Alors que la pandémie change la donne pour de nombreux commerçants, une restauratrice de Saint-Georges, en Beauce, a décidé de prendre d’assaut l’industrie de la transformation alimentaire en se basant sur les recettes de son restaurant. Et sa décision a payé.

«Je n’aime pas dire que j’ai profité de la pandémie, mais je l’ai en quelque sorte fait. Nous devions ouvrir et fermer peu de temps après. Je n’aime pas rester assis et nous sommes une famille d’entrepreneurs. Alors on s’est lancé », explique Amélie Saint-Hilaire, 37 ans.

Son aventure a commencé avec le restaurant Chez Gérard, qu’elle a repris à ses parents en 2017, qui l’avaient racheté dans les années 1970. Son objectif était d’ouvrir plusieurs autres restaurants, mais la pandémie de COVID-19 a changé ses plans.

Le réseau d’affaires

« Nous avons commencé à vendre nos produits dans notre restaurant et dans une station de métro à Saint-Georges de Beauce en novembre 2020. En affaires, nous nous connaissons pas mal dans notre région. Cela nous a aidés », explique l’entrepreneure et mère de famille.

En décembre 2020, quatre autres épiceries locales commandaient ses produits.

Le succès est immédiat pour la femme d’affaires. Ses recettes familiales améliorées par ses chefs au fil du temps font fureur.

« Nous avons tout fait au restaurant. Nous étions limités en termes de production. Il fallait trouver une usine de production pour la transformer en industrie agroalimentaire. De mars 2021 à novembre 2021, nous ne pouvions pas prendre plus de huit clients. C’est après les rénovations des locaux que nous avons pu grandir », précise Amélie St-Hilaire.

La naïveté

« J’ai appris sur le tas en plus de suivre une formation. Lorsque vous êtes restaurateur, vous n’avez pas de produits livrés par palette. J’étais naïve », rigole-t-elle. Elle n’a pas eu trop de problèmes de pénurie de main-d’œuvre puisqu’elle peut compter sur un bon réseau d’amis.

Elle se dit fatiguée, mais fière du travail accompli par son équipe et ne compte pas lâcher prise. Selon elle, sa plus grande force est de bien s’entourer. Elle prévoit avoir 70 points de vente au Québec d’ici la fin de l’année.

Mme St-Hilaire a lancé de nouveaux produits dont des hamburgers surgelés pour les amateurs de BBQ. Pour ce faire, elle s’est associée à la compagnie de sauce Firebarns de Lévis. Il propose trois styles de dumplings : jamaïcain, bacon Bourbon et classique.

Elle livre actuellement plus de 200 caisses pour tous ses produits, un nombre qu’elle prévoit de doubler sous peu.
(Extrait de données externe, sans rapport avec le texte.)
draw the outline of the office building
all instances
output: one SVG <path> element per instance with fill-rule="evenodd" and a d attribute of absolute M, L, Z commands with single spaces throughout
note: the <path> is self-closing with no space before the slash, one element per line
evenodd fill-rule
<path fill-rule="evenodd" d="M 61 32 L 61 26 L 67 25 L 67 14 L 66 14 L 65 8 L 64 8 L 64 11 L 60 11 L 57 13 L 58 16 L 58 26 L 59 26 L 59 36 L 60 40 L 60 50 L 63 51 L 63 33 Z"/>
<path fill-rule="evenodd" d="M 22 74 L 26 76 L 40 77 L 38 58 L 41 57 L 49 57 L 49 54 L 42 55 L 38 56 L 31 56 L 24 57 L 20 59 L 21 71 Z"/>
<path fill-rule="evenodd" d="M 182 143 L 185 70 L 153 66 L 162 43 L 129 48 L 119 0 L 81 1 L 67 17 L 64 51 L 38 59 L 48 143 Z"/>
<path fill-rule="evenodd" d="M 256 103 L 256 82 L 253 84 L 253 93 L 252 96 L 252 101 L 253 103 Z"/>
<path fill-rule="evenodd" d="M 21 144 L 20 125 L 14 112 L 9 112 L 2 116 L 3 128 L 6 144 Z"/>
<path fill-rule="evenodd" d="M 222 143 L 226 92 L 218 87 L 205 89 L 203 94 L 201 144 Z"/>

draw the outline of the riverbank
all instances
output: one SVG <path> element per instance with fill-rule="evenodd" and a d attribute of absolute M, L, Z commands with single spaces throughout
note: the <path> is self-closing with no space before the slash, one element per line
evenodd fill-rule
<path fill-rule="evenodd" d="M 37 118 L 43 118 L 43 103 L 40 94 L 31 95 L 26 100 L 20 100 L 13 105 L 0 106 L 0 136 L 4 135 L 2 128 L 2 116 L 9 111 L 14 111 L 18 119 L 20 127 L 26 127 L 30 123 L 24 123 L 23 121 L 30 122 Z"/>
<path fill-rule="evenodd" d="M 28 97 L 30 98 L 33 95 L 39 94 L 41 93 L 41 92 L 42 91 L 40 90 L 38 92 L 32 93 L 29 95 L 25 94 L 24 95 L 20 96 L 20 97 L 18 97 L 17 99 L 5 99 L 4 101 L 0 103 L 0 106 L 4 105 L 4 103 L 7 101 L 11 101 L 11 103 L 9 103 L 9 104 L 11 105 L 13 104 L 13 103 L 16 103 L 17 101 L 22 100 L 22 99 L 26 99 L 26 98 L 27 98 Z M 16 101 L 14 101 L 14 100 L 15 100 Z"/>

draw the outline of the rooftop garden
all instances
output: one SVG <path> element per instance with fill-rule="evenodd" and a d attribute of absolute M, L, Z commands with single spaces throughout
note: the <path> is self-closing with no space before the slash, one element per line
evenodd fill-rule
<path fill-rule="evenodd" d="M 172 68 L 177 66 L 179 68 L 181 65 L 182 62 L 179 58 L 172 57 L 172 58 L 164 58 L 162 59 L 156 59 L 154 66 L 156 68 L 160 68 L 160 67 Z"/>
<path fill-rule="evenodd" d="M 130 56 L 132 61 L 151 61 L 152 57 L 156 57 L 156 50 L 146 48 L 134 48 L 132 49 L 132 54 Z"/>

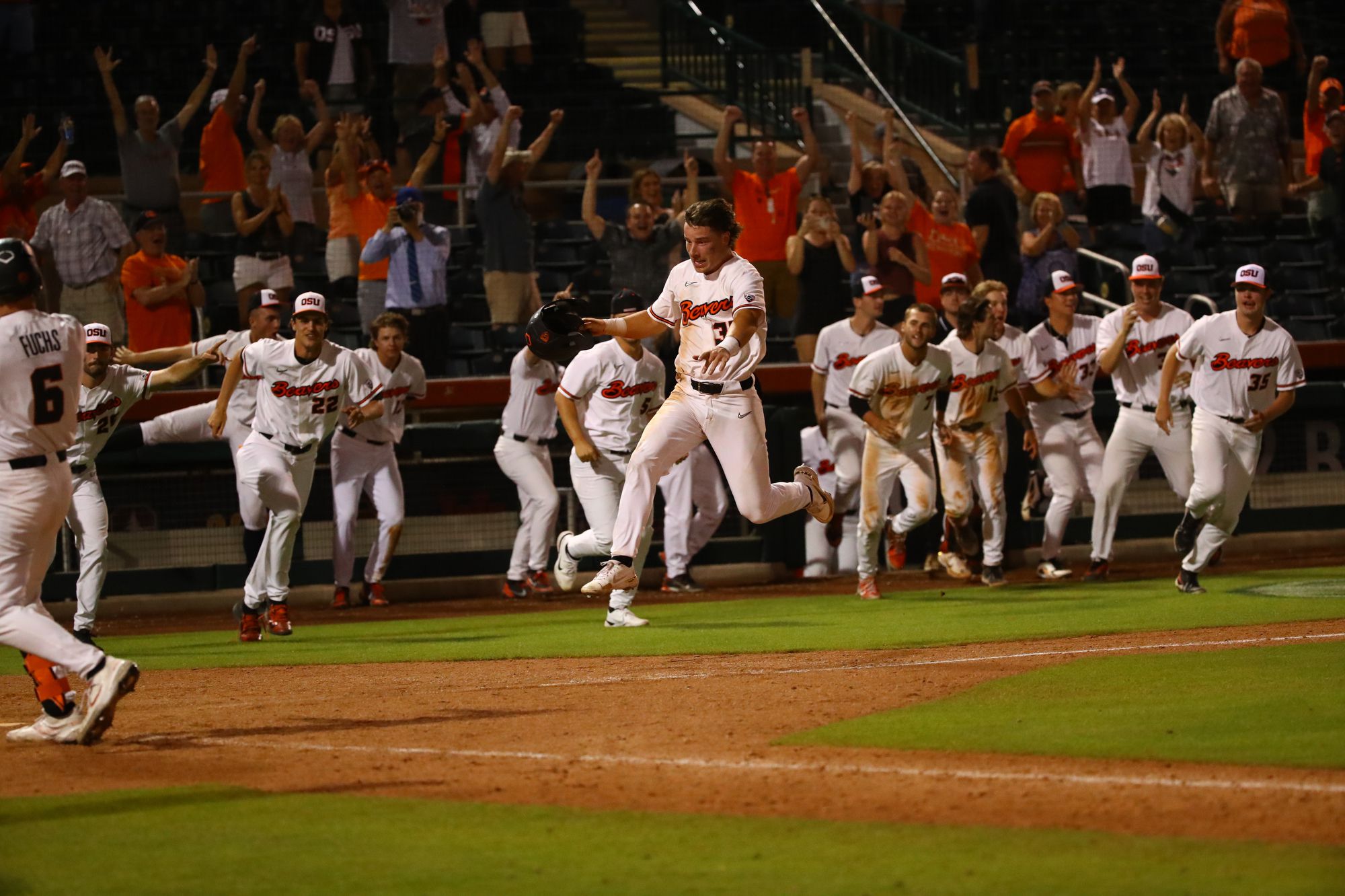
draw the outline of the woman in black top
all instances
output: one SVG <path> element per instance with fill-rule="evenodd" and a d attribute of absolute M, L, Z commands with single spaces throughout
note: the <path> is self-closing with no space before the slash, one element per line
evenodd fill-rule
<path fill-rule="evenodd" d="M 812 196 L 799 233 L 784 244 L 790 273 L 799 278 L 799 309 L 794 319 L 794 348 L 812 363 L 818 332 L 850 309 L 849 273 L 854 270 L 850 238 L 841 233 L 837 211 L 824 196 Z"/>

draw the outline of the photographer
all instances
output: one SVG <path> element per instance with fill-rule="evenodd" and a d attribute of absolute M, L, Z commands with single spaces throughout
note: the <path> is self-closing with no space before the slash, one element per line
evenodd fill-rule
<path fill-rule="evenodd" d="M 432 377 L 444 375 L 448 358 L 448 229 L 425 223 L 425 195 L 402 187 L 360 253 L 366 264 L 389 260 L 385 307 L 410 320 L 410 342 Z"/>

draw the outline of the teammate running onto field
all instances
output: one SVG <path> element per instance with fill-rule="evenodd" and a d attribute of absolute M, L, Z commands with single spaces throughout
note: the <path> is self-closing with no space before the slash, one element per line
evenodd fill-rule
<path fill-rule="evenodd" d="M 425 397 L 425 367 L 405 351 L 409 328 L 406 318 L 385 311 L 369 326 L 371 347 L 355 350 L 374 379 L 383 383 L 378 397 L 383 402 L 383 416 L 367 421 L 359 432 L 339 425 L 332 436 L 332 566 L 336 572 L 332 609 L 350 607 L 360 494 L 369 495 L 378 514 L 378 535 L 364 564 L 360 600 L 373 607 L 387 605 L 383 574 L 397 550 L 406 515 L 397 444 L 406 431 L 406 402 Z"/>
<path fill-rule="evenodd" d="M 681 323 L 677 387 L 659 408 L 631 455 L 612 534 L 612 560 L 584 585 L 586 595 L 635 588 L 635 554 L 654 507 L 654 490 L 672 464 L 709 440 L 724 464 L 738 513 L 753 523 L 807 510 L 831 519 L 834 503 L 810 467 L 794 482 L 772 483 L 765 420 L 753 371 L 765 357 L 765 299 L 761 274 L 733 252 L 742 227 L 724 199 L 686 210 L 690 260 L 672 268 L 648 311 L 629 318 L 584 319 L 593 335 L 644 339 Z"/>
<path fill-rule="evenodd" d="M 1243 265 L 1233 280 L 1237 307 L 1201 318 L 1163 359 L 1154 422 L 1173 431 L 1171 391 L 1181 363 L 1190 362 L 1190 455 L 1194 480 L 1173 546 L 1186 554 L 1177 589 L 1202 595 L 1198 574 L 1233 534 L 1252 487 L 1262 433 L 1294 406 L 1294 390 L 1307 382 L 1298 346 L 1266 316 L 1271 289 L 1266 269 Z"/>

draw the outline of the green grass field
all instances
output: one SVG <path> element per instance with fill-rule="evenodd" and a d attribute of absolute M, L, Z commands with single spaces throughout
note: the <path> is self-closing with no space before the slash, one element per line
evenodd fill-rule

« Nous avons acheté un camion frigorifique pour livrer nos clients actuels. Mais il va falloir faire affaire avec un transporteur pour livrer partout au Québec», a-t-elle dit. L’entreprise fournit également des repas pour les cafétérias, autres restaurants et résidences pour personnes âgées. Il dispose également d’un service traiteur, puis d’un café-sandwicherie au Carrefour Saint-Georges. Quant au restaurant, il est toujours ouvert, sept jours sur sept.

« C’est un beau projet et mon mari a aussi ses commerces dont l’un est en construction et l’autre dans le commerce de détail. Nous vivons la même chose », conclut-elle.